The most intuitive method is to try all the hypotheses one by one if only one correlator is available in the receiver. If two correlators are available, then two hypotheses can be tried at the same time. Accordingly, the speed can be double. As can be understood, if the speed is to be considerably lifted, a great number of correlators are needed. This causes increases in cost and hardware complexity.
For a GPS signal, the chipping rate of pseudo-random code is 1.023 MHz, and the period thereof is 1023 chips, which is 1 millisecond. Therefore, a correlator having 1023 pairs of a multiplier and an adder is needed to correlate the received signal if the clock rate of the correlator is only 1 kHz. The searching rate is one hypothesis per millisecond. However, such a correlator, which has 1023 pairs of a multiplier and an adder, is too complex and the clock rate of 1 kHz is too slow in practice. The scale of the correlator can be reduced by increasing the clock rate to achieve the same effect. For example, if 33 kHz clock rate is used, than only 31 pairs of a multiplier and an adder are required.
As described above, the hardware complexity can be reduced by increasing the clock rate, but the hypothesis searching rate is still one hypothesis per millisecond.

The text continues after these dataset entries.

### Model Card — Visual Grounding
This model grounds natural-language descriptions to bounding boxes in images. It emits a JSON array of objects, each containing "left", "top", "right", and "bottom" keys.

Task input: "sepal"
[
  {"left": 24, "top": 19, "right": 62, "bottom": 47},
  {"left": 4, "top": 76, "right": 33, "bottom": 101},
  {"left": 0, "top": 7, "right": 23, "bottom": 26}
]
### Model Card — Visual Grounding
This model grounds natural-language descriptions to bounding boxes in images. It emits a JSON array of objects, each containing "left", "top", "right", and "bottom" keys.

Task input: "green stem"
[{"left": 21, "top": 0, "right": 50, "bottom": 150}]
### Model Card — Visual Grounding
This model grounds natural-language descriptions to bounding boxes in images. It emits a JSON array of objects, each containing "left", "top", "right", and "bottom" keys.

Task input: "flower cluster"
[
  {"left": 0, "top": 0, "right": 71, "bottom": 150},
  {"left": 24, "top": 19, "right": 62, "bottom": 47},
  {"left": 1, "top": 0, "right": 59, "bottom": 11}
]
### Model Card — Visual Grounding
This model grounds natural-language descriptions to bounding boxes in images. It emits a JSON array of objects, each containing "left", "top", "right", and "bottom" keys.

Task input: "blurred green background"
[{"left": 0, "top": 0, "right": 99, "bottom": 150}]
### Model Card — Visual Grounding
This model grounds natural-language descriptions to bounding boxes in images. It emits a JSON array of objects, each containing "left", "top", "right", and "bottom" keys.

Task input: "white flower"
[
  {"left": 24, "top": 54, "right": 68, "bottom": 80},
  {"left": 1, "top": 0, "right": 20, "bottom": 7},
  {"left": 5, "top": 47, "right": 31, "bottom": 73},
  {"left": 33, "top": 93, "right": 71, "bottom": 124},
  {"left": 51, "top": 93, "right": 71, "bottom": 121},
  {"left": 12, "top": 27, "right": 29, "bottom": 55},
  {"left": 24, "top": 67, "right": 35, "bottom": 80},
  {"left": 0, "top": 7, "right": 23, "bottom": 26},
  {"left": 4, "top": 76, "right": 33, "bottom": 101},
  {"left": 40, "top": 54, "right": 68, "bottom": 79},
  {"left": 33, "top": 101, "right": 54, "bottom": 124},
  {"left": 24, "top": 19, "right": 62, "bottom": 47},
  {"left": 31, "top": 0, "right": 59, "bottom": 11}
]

There are 1023 hypotheses in code phase domain for a specific satellite and a specific Doppler frequency. If the clock rate is further raised to 33 kHz×1023=33.759 MHz, then all code phase hypotheses for the satellite and the specific Doppler frequency can be tried in one millisecond. In some applications, higher accuracy is required, so that half chip spacing, for example, is necessary. Then there are 2046 hypotheses are to be tried in the code phase domain for a specific satellite and a specific Doppler frequency. Accordingly, the clock rate can be further raised to 33.759 MHz×2=67.518 MHz, and 2046 hypotheses are tried in one millisecond. As the clock rate increasing, additional memory capacity is required. However, this is not a big problem because memory is low-cost in comparison with multiplier or adder. In addition to increasing clock rate, it is necessary to properly arrange multiplexing of the searching capability for the respective domains so as to be adapted to various application conditions.